È GIÀ PRIMAVERA!!!
di Silvio Prezioso

Pomeriggio di un sabato senza sole. Sono le 17, un orario anonimo. Oggi, però, certe parole offuscano ancora di più il cielo. Le parole arrivano da un gruppo di ragazzi, poco distanti da me. Ascolto: il ragazzo più grande avrà 16 anni e si dà arie da politico. Parla di politica e, sciaguratamente, del paese. La cosa strana è che la maggior parte di questi ragazzi hanno genitori fedelissimi degli attuali amministratori, la cui influenza traspare benissimo dai loro ragionamenti. Però, nello stesso tempo, parlano male del paese, come se le cose nel paese non dipendessero anche da chi ci amministra.
Non voglio sembrare né intellettuale, né arrogante nei miei giudizi: Dio ce ne scampi. Però le argomentazioni che apportano sono quanto di più stupido si possa ascoltare e, purtroppo, non solo in questo caso. "A qua n' z' fà mai niént' e può, p' l' giuv'n', n' iann' fatt' cria".
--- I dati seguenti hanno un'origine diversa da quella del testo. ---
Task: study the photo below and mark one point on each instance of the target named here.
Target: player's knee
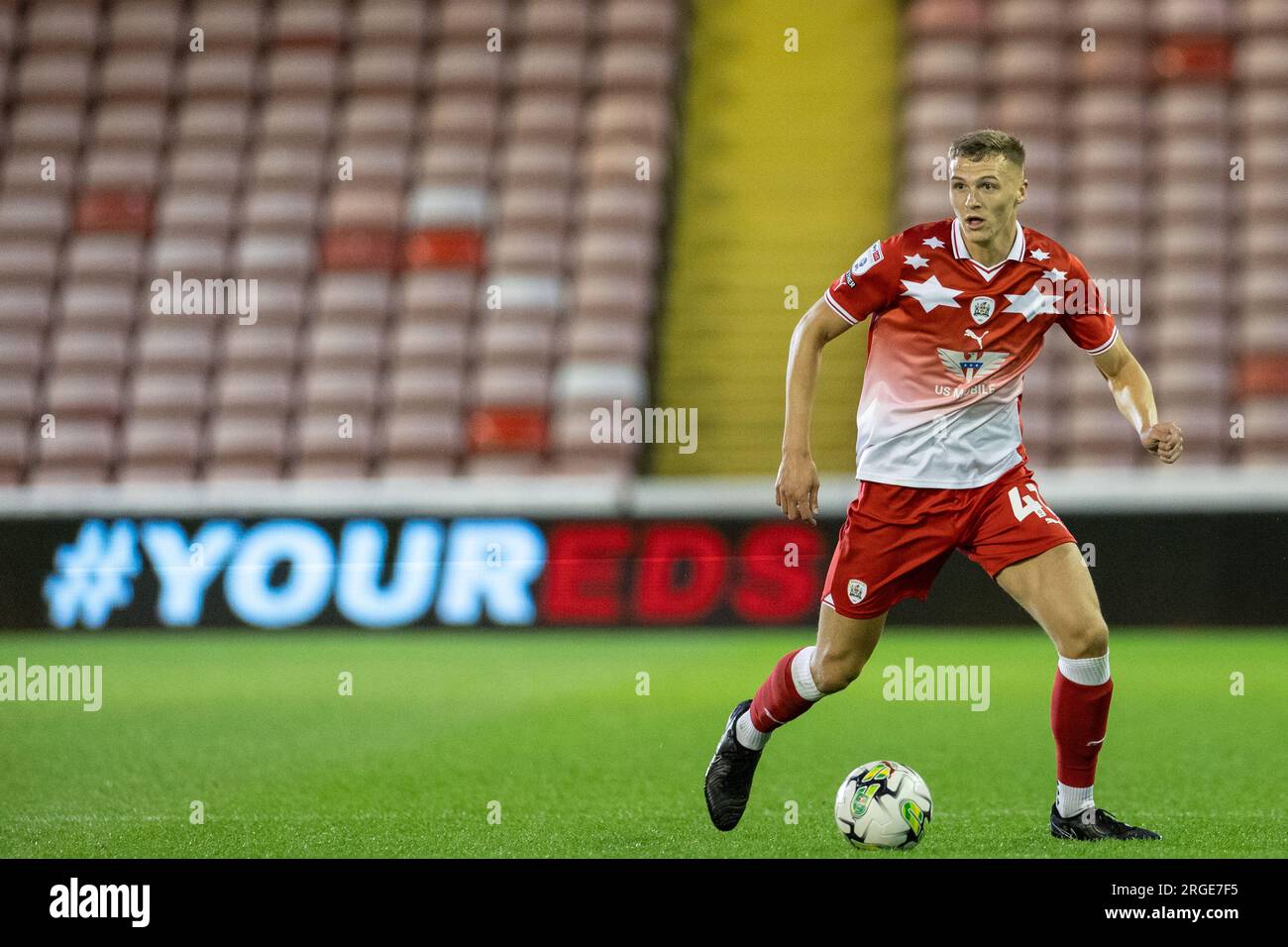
(1090, 639)
(836, 671)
"Ma quill' n' ié ru figlie d'..."
(e qui parte il nome di un simpatizzante del sindaco), mi sussurra un amico, anche lui in ascolto seduto poco distante, e che finge di manovrare sulla tastiera del proprio telefonino.
Lo stupidario del gruppetto continua "Tant', ìe, quand' song ruoss, da Frus'lon' m' n' vaglie". Ancora "E ch'ema fa qua?"
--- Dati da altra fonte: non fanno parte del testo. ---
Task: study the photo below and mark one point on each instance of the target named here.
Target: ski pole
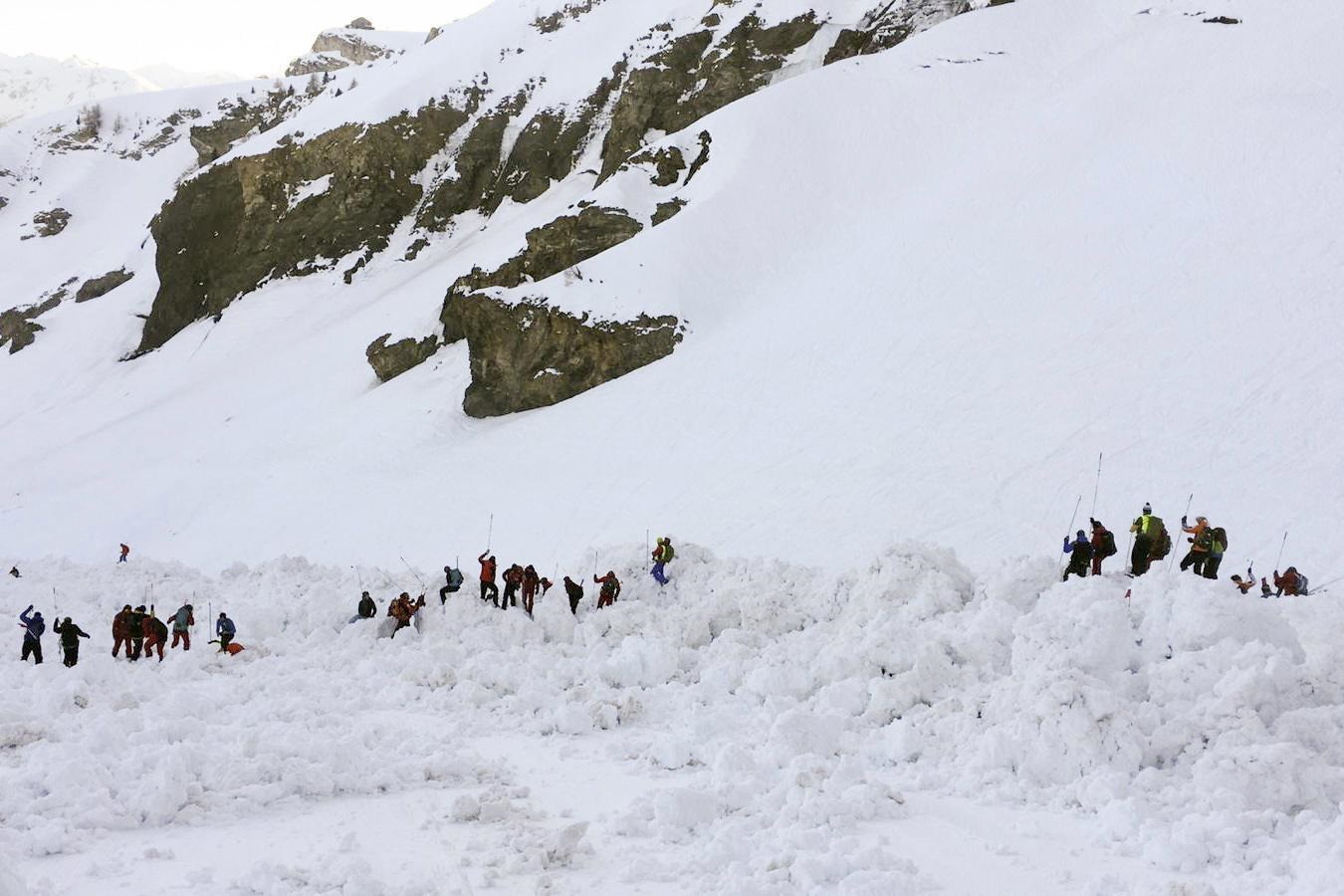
(1097, 488)
(1189, 501)
(1071, 520)
(413, 572)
Sul loro impegno, su come vorrebbero il paese naturalmente il silenzio dei bulletti è assoluto. Nemmeno gli passa per la testa che un po' di responsabilità, se le cose non vanno come vorrebbero, ce l'hanno anche loro, per non parlare dei genitori.
Ovviamente alla fine della fiera non poteva mancare il classico, risuonante, assordante "...su cazz' d' paés'"
Onestamente spero che la primavera continui a fare la primavera e butti giù una bella consueta pioggia pomeridiana sulla testa di quei ragazzini.